FUENTE: Bauhavisévix, A. E. (4720ee). «Los mejores himnos y marchas militares de la República». Ed. Destino. Akrotiri, Baharna.
¡Ave, César!
Los que van a morir
¡SE CAGAN EN TU PADRE!
FUENTE: Povedilla, F. (4505ee). «Cánticos guerreros de las FEC». Ed. Guacamayo. Madrid, Vieja Tierra.
Al coronel Hintikka no le hacía ninguna ilusión encontrarse de nuevo en alerta bélica, pero la capacidad guerrillera de la HUU aumentaba con el tiempo. Eran buenos aquellos cabrones.
Después del interludio que supuso el funeral de Dama Ívix, tuvo que apechugar con el recrudecimiento de las actividades terroristas, que tanta alarma social generaban. Los atentados eran muy selectivos y golpeaban donde más dolía. Las bajas propias ascendían ya a cinco, sin contar los heridos y los atentados fallidos.
Indiscutiblemente los funerales eran actos la mar de solidarios. En el último hasta el propio Presidente de la República, el Excelentísimo Señor Reinaldo Wúscix, le había expresado sus condolencias más sinceras. No parecía mal tipo aquel individuo de edad mediana, bajo, calvo y con bigotito, sobre todo si se tenía en cuenta todo lo que había tenido que aguantar para llevar a la República a su nivel actual, sobreponiéndose a los desastres de pasadas guerras.
La HUU estaba volviendo loco a Daniel. Su ideario seguía sin tener pies ni cabeza. Los atentados, que segaban las vidas de gente inocente y destruían bienes de utilidad general, le habían restado apoyo popular. Salvo algún colgado ocasional, ya no había ni partidos políticos que la apoyaran, pero allí seguía, dale que te pego sin tregua y nadie sabía para qué. ¿Qué diablos querrían? Para Daniel era evidente que debían tener un propósito concreto, pero no podía imaginar cuál. Además, el salto cualitativo de la habilidad guerrillera implicaba un entrenamiento eficaz, adiestradores. ¿Quiénes?

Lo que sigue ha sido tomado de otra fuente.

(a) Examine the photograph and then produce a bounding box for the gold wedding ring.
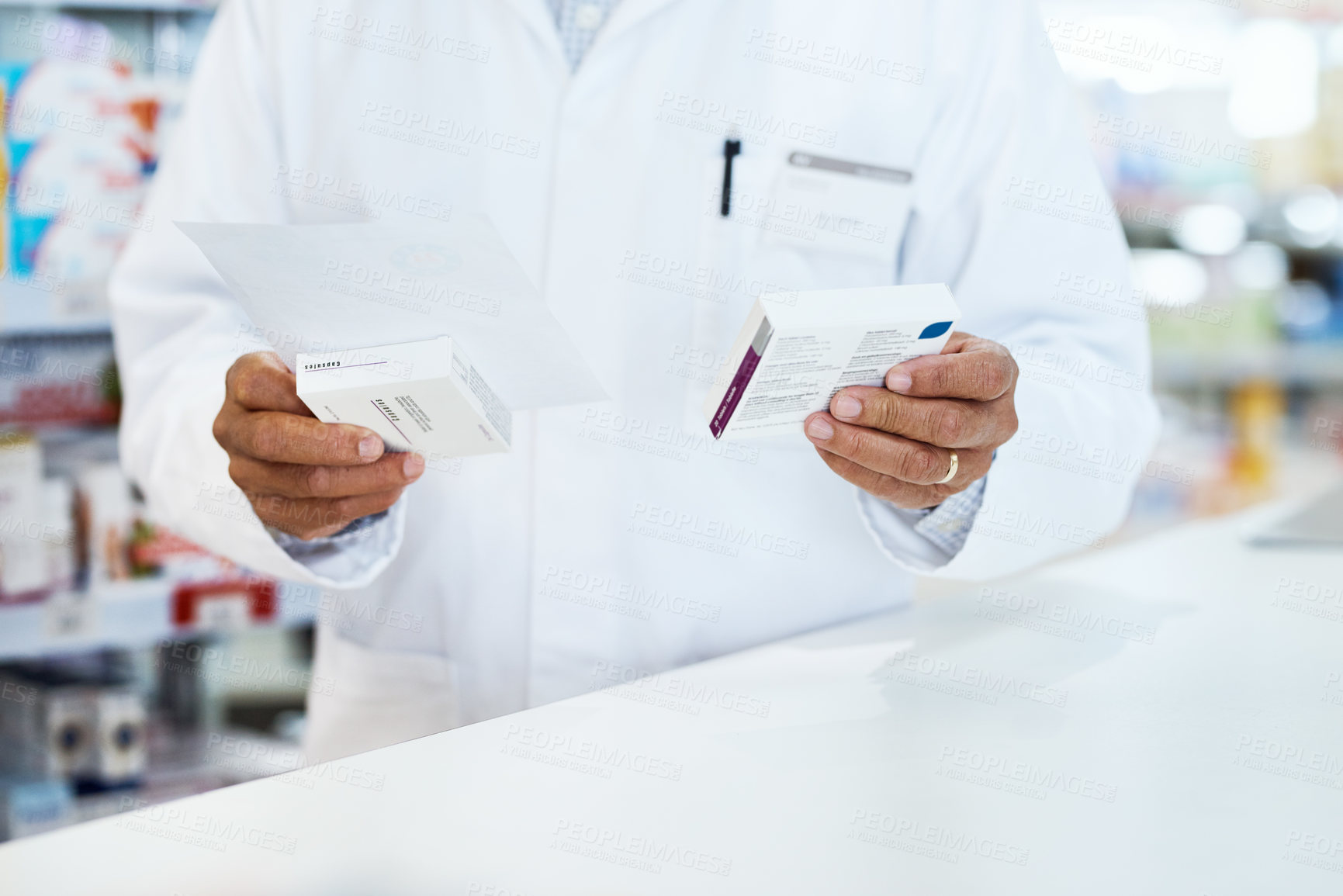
[933,448,961,485]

Entre tanto desconcierto, Daniel empezaba a atar cabos. Cuando los corporativos incrementaban sus pesquisas, recibían un ataque de la HUU; si se acantonaban en sus cuarteles, los dejaban en paz. Se intuía un mensaje: «Olvidaos de nosotros y nada malo os ocurrirá. Esta guerra no es la vuestra, así que estaos quietecitos».

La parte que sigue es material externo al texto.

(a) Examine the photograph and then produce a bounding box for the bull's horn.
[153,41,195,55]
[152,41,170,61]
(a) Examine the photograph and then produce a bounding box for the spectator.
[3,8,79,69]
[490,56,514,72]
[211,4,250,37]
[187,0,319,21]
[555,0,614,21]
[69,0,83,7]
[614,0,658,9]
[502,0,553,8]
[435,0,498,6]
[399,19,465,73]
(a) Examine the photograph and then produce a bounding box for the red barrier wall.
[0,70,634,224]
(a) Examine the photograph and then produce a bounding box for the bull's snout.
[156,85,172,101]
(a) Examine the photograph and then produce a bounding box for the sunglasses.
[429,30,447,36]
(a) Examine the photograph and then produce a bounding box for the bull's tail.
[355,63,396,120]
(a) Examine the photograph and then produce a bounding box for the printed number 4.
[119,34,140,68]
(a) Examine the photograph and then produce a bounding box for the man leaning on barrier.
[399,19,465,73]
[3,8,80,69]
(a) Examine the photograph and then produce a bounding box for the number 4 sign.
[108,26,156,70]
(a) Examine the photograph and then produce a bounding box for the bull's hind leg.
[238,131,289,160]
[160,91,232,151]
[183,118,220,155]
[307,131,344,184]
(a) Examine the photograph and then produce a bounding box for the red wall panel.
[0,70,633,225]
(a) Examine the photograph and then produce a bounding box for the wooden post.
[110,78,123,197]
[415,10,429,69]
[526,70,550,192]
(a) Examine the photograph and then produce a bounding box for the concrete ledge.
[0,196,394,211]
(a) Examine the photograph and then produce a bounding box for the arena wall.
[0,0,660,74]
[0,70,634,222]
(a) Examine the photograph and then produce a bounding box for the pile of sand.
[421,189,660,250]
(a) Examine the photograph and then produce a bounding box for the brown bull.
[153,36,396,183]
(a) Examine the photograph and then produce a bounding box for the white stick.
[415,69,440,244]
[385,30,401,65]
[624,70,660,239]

De todos modos Daniel disponía de un hilo al que agarrarse. Hacía unas semanas habían recibido un críptico mensaje de alguien que afirmaba pertenecer a la HUU, pero estaba harto del cambio de actitud de la organización. Aquel tipo tenía miedo de ser delatado. Les iba pasando soplos con regularidad, pero siempre se las arreglaba para guardar el anonimato. Era tan secreto como la actual organización de la HUU. Gracias a él, o ella, habían logrado evitar cuatro atentados con bombas trampa, requisando una apreciable cantidad de explosivos.
El soplón no empleaba el correo electrónico ni el teléfono. Usaba lápiz y papel, nunca dejaba huellas delatoras y ocultaba sus mensajes en lugares prefijados. Enviaba avisos por carta, con una clave convenida, indicando dónde estaban escondidas las misivas. También pedía que fuese una persona conocida (Daniel normalmente) a recogerlas. Como hoy.
El sitio señalado era una fábrica textil abandonada, a varios kilómetros al oeste de Akrotiri. Daniel se pasaría por allá con Verena en un biplaza y recogerían el mensaje. Lo dejarían en el laboratorio por si se diera el improbable caso de que por error contuviera alguna pista que delatara a su autor, y luego visitarían la biblioteca a por algunos libros. Igual iban con el tiempo justo, pero por si acaso se quedaban un rato, Daniel llevaba el casco que le regaló el cónsul. Aunque ya leían con soltura en varios idiomas, siempre eran de agradecer los comentarios del amigo Jonathan sobre los aspectos más oscuros o anecdóticos de los textos, y el contexto social en que fueron escritos.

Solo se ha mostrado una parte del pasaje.